The girl stared into his eyes. They had reached the gate of the farmhouse, and he opened it for her.

“Now, good night,” he said, pressing her hand. “Remember, if you ever hear a lonely whippoorwill calling, that he is longing for companionship.”

She leaned over the gate, drawing it toward her till the latch clicked in its catch. She was thinking of the hot kiss he had pressed upon her lips, and what he might later think about it.

“I’ll never meet you there at night,” she said firmly. “My mother does not treat me right, but I shall not do that when she is asleep. You may come to see me here once in awhile if you wish.”

“Well, I shall sit alone in the arbor,” he returned, with a low laugh, “and I hope your hard heart will keep you awake.”

She opened the front door, which was never locked, and went into her room on the right of the little hall. The night was very still, and down the road she heard Floyd’s whippoorwill call growing fainter and fainter as he strode away. She found a match and lighted the lamp on her bureau, and looked at her reflection in the little oval-shaped mirror. Instinctively she shuddered and brushed her lips with her hand as she remembered his embrace.

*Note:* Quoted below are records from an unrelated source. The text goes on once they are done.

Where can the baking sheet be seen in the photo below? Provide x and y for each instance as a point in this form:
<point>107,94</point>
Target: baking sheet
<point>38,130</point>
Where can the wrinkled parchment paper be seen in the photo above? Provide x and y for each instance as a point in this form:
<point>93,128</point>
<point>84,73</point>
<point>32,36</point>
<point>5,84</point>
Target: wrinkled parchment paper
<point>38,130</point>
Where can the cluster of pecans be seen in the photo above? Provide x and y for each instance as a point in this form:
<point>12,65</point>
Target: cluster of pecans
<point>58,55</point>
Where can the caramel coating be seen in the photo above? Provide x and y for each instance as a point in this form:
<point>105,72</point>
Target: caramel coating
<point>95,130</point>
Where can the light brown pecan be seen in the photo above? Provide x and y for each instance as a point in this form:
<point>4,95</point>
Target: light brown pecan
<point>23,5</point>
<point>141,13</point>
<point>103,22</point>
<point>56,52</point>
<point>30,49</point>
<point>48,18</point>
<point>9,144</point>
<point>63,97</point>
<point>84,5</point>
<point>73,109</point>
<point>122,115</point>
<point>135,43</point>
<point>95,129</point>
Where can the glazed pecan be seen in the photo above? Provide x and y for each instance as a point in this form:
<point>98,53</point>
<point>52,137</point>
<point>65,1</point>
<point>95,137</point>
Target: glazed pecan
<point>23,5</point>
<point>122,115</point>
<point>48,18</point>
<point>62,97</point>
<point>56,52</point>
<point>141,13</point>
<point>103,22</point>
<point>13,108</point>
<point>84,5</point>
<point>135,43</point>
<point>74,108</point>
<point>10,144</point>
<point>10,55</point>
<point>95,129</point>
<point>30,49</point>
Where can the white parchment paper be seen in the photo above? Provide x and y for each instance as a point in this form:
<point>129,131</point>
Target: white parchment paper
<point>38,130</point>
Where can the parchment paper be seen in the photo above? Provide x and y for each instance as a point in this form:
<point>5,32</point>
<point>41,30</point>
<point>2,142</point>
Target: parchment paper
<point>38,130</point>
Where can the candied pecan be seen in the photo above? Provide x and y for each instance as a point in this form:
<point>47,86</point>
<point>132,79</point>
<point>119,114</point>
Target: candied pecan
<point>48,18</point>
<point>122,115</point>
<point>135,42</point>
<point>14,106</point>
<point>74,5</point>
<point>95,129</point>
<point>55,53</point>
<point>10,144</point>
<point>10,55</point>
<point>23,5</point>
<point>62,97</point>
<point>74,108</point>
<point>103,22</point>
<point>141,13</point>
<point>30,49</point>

“He’ll despise me,” she muttered. “He’ll think I am weak like all the rest, but I am not. I am not! I’ll show him that he can’t—and yet”—her head sank to her hands, which were folded on the top of the bureau—“I couldn’t help it. My God, I couldn’t help it! I must have wanted—no, I didn’t. I didn’t!”

There was a soft step in the hall. The door of her room creaked like the low scream of a cat. A figure in white stood on the threshold. It was Mrs. Porter in her nightdress, her feet bare, her iron-gray half-twisted hair hanging upon her shoulders.

“I couldn’t go to sleep, Cynthia,” she said, “till I knew you were safe at home.”

“Well, I’m here all right, mother; so go back to bed, and don’t catch your death of cold.”